While a 4th Circuit panel considers the challenge to Forsyth County, NC's practice of opening council meetings with sectarian prayer, one of the issues they will be pondering is whether an open policy with no oversight really does lead in practice to invocations that are offensive and undermine religious liberty principles. One of the 3 judges in particular seemed skeptical that one rude minister, offering one troubling prayer, should invalidate an entire policy.
I wonder if he will hear news of what happened in Minnesota on Friday, when a controversial minister opened the state house's session with an invocation that left representatives from both parties scrambling to apologize . House Republicans spent an hour trying to figure out how to proceed, ultimately offering up a re-do, with a chaplain willing to say a more appropriately inclusive prayer.
Salon has video of the prayer and reports on some of the immediate fallout:
The Republican Speaker of the House, Kurt Zellers, was quick to denounce [Bradlee] Dean's remarks, telling his House colleagues: "Members, I can only ask for your forgiveness. That type of person will never ever be allowed on this House floor again as long as I have the honor of serving as speaker.”
How is he going to keep that promise? At least in this case, it is already the policy of the Minnesota House that invocations be non-sectarian, a rule that Dean purposely and directly violated.

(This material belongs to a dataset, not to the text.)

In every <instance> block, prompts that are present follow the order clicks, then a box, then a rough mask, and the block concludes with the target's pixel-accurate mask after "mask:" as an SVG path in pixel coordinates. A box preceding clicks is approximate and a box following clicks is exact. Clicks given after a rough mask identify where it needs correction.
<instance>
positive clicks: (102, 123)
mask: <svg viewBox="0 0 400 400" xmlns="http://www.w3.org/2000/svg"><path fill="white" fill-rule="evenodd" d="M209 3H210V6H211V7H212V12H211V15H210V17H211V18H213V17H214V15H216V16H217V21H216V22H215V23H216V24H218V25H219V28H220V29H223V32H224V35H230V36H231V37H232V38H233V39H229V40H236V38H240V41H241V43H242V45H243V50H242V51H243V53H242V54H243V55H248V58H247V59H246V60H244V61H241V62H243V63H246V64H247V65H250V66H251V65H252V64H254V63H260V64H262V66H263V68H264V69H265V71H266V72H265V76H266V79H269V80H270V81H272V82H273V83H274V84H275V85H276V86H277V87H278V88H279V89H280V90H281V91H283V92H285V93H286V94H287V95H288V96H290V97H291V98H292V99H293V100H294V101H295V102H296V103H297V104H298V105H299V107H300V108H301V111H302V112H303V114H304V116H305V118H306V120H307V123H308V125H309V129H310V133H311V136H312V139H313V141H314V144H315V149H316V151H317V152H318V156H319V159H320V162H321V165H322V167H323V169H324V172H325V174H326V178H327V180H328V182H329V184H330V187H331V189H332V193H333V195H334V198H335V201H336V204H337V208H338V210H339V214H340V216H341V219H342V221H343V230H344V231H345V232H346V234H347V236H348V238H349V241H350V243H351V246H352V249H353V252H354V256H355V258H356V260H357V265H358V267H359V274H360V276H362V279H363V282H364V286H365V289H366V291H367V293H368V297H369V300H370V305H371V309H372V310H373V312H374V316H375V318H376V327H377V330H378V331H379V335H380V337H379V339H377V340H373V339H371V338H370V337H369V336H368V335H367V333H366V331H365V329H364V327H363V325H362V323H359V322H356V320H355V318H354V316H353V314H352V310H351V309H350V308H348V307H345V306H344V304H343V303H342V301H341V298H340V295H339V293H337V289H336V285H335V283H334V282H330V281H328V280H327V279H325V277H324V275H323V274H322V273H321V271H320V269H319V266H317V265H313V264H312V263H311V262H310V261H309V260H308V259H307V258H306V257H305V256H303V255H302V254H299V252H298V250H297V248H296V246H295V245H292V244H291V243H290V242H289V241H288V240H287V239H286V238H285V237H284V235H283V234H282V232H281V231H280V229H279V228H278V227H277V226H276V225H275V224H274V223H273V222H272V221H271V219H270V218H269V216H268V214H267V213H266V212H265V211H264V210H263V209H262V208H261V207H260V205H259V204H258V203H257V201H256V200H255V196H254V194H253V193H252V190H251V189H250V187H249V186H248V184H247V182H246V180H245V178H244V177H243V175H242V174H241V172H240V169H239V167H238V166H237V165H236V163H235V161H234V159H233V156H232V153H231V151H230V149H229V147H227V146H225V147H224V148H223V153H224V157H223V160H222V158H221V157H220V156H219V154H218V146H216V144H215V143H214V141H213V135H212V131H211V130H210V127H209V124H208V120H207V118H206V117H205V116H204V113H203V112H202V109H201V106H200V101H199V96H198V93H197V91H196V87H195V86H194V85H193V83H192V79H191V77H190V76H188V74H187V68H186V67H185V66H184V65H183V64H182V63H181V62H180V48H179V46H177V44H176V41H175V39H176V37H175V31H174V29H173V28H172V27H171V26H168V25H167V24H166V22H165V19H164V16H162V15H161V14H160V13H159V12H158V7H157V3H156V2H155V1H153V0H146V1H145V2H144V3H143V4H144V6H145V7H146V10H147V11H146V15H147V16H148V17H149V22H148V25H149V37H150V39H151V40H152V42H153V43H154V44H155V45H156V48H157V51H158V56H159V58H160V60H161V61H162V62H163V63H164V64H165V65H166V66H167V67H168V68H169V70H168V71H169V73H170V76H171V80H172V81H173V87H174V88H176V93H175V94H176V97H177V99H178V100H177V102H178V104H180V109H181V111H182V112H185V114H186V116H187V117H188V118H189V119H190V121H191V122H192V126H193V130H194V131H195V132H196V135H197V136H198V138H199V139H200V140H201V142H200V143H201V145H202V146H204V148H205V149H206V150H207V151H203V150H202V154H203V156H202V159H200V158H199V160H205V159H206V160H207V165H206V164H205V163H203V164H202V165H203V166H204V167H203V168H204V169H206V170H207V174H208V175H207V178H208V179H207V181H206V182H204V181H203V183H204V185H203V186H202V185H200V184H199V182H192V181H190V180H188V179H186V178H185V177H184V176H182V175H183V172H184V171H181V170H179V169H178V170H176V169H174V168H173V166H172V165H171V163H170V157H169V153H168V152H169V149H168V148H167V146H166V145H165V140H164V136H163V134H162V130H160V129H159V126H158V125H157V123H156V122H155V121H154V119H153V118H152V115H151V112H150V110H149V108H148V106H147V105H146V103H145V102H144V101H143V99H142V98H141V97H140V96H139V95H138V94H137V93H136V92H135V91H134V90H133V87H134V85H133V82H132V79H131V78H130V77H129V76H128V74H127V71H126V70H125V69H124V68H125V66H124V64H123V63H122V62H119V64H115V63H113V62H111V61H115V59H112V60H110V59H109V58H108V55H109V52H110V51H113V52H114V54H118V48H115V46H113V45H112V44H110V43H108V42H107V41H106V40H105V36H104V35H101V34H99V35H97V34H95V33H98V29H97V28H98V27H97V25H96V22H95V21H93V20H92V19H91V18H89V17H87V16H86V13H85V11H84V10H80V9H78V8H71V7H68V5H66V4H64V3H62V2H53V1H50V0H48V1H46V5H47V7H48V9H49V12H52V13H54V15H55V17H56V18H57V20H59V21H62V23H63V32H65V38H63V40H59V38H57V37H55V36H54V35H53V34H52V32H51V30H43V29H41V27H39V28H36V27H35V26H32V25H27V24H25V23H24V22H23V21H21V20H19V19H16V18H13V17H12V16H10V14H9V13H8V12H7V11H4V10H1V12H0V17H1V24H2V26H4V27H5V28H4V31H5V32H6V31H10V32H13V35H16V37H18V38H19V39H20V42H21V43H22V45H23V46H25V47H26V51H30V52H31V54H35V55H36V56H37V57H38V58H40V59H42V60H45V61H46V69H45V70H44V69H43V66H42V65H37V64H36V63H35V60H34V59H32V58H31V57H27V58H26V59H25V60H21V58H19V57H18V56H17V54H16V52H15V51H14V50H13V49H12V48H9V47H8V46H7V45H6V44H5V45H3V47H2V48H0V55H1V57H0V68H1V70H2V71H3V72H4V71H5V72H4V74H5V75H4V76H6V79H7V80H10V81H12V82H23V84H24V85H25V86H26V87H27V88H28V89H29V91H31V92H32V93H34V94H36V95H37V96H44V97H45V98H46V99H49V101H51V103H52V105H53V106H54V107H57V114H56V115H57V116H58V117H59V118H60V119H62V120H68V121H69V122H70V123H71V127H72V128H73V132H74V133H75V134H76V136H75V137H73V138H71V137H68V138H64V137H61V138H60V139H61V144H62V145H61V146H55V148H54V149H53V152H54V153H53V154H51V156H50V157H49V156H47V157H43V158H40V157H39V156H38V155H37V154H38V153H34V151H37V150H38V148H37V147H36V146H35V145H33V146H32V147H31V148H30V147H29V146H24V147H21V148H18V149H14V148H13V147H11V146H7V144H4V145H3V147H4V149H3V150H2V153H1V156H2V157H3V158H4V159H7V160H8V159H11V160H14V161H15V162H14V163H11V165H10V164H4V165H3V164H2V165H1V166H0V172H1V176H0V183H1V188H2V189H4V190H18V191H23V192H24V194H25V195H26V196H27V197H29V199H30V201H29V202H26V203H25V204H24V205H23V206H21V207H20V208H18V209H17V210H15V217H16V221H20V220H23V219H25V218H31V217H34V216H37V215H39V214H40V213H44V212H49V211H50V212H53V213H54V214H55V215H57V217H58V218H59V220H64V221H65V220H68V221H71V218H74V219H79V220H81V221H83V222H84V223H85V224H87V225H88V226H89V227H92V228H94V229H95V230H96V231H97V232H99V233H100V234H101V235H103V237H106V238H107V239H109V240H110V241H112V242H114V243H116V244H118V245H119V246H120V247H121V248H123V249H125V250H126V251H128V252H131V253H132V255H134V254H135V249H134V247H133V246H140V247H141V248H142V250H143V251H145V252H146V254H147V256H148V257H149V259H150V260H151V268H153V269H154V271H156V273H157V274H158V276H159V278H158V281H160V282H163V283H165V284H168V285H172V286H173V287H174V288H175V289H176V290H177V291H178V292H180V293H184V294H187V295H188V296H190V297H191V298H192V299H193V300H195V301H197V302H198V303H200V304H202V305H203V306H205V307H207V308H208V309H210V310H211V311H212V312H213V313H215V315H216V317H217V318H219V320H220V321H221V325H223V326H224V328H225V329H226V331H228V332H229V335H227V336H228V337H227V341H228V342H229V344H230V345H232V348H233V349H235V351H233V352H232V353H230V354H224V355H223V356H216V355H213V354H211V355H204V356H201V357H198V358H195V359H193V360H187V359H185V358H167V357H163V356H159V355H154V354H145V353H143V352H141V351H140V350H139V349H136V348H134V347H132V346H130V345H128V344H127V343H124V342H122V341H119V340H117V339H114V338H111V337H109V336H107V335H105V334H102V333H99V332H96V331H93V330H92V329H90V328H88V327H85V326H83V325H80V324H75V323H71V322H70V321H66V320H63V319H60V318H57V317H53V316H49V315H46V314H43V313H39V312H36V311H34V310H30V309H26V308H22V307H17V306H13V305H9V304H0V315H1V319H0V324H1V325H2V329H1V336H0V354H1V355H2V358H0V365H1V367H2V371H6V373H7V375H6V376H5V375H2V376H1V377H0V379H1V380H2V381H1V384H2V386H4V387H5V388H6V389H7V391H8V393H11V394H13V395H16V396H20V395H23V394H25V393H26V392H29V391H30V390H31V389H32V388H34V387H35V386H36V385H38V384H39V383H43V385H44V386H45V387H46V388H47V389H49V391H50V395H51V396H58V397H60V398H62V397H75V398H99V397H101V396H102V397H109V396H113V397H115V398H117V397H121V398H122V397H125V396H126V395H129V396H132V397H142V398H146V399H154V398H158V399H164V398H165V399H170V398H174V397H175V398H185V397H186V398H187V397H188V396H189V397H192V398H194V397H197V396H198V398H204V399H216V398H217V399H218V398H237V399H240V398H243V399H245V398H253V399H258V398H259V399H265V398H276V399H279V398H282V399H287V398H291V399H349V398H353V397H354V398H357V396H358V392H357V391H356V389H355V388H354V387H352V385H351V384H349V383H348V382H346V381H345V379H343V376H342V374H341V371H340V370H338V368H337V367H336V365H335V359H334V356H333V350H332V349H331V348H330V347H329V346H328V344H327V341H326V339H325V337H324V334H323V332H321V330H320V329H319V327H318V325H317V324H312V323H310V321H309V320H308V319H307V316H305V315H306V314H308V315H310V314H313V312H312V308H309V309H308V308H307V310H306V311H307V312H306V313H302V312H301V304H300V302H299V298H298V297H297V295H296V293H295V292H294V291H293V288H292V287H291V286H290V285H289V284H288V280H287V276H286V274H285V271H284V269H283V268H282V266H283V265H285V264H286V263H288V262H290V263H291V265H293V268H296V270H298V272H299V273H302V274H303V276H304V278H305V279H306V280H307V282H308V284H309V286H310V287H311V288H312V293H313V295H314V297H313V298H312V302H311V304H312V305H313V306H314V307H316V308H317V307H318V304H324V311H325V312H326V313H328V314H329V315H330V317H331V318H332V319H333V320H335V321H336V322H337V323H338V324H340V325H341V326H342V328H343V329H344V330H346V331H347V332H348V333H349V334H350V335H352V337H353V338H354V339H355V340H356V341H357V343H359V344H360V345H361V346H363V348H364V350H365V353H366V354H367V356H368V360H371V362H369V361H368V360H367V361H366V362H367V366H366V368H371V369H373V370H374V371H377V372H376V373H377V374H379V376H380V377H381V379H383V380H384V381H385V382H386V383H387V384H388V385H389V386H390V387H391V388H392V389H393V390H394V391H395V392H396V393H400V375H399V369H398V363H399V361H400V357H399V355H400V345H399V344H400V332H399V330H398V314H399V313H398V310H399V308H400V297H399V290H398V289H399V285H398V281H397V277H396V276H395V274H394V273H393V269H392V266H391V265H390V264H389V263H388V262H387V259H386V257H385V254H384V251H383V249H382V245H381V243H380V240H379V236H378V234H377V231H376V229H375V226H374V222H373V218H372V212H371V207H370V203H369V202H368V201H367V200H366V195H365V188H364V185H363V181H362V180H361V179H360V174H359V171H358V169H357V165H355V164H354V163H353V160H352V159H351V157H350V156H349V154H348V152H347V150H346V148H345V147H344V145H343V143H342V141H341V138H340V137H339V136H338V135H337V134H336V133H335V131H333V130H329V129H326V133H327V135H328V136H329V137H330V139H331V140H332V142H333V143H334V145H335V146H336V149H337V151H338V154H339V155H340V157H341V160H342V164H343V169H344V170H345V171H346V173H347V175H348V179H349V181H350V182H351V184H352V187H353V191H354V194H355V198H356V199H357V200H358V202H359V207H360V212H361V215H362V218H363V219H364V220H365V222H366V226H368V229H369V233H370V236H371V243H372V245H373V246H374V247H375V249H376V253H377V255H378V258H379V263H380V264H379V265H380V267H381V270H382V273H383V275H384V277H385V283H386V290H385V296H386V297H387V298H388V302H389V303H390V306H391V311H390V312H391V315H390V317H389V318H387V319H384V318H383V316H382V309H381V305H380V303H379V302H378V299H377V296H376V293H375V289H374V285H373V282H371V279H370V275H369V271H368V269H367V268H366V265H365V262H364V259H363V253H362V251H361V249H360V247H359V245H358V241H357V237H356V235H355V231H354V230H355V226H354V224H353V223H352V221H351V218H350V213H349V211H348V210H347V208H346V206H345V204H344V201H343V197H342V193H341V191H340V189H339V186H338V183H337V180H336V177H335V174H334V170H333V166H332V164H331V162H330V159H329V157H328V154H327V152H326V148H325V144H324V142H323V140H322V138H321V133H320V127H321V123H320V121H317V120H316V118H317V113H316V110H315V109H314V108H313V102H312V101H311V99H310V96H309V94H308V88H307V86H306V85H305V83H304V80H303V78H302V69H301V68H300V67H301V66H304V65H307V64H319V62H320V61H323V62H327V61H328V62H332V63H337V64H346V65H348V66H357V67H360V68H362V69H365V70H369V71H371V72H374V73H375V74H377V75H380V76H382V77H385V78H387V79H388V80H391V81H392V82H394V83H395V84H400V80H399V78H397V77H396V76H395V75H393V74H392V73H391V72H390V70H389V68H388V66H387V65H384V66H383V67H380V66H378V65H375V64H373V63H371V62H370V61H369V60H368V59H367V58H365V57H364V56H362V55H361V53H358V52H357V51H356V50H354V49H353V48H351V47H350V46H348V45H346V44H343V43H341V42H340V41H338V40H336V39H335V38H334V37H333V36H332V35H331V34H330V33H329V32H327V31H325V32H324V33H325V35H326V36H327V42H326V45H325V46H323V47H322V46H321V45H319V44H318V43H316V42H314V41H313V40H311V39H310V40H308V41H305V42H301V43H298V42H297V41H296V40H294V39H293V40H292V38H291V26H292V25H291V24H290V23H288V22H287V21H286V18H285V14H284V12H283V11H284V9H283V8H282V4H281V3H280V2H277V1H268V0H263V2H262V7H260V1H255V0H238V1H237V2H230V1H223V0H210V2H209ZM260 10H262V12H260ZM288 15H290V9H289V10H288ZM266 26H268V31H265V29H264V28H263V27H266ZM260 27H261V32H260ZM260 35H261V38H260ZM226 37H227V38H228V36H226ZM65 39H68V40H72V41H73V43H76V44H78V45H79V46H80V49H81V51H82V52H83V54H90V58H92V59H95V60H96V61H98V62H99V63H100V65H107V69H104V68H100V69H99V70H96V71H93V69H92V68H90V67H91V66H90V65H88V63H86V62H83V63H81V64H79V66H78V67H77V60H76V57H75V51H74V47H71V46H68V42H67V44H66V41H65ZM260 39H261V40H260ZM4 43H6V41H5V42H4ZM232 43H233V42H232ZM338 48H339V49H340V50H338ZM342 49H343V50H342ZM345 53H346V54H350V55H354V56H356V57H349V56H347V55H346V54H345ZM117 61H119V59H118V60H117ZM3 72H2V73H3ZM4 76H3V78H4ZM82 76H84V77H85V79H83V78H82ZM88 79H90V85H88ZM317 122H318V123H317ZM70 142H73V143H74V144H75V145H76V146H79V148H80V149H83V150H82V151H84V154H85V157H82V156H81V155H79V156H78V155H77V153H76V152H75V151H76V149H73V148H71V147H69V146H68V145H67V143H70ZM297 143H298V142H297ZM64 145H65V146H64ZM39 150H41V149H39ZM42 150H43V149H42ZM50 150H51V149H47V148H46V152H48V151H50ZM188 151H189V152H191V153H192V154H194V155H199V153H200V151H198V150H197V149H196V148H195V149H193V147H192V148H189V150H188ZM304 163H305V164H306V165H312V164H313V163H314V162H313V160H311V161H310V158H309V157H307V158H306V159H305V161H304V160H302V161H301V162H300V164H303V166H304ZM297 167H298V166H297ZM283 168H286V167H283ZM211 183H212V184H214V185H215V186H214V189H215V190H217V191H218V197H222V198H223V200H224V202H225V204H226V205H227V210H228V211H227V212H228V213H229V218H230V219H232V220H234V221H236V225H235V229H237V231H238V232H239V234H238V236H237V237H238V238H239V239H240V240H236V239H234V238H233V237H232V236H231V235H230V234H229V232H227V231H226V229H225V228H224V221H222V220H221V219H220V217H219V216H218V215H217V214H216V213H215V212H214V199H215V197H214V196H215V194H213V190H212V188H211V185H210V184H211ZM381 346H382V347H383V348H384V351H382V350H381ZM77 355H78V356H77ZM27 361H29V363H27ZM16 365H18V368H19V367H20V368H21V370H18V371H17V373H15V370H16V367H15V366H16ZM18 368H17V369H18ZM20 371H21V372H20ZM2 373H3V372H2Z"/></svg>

Wouldn't a policy that actively encourages specific faiths to be uplifted offer even more problems?
Better, and safer still, would be an approach that ends the practice of government prayer altogether. Just because it's legislative prayer is constitutional under certain circumstances doesn't mean it's a good idea. Let's allow ministers to pray as exclusively as they want, but not give them the government's podium and microphone to stand behind while they do it.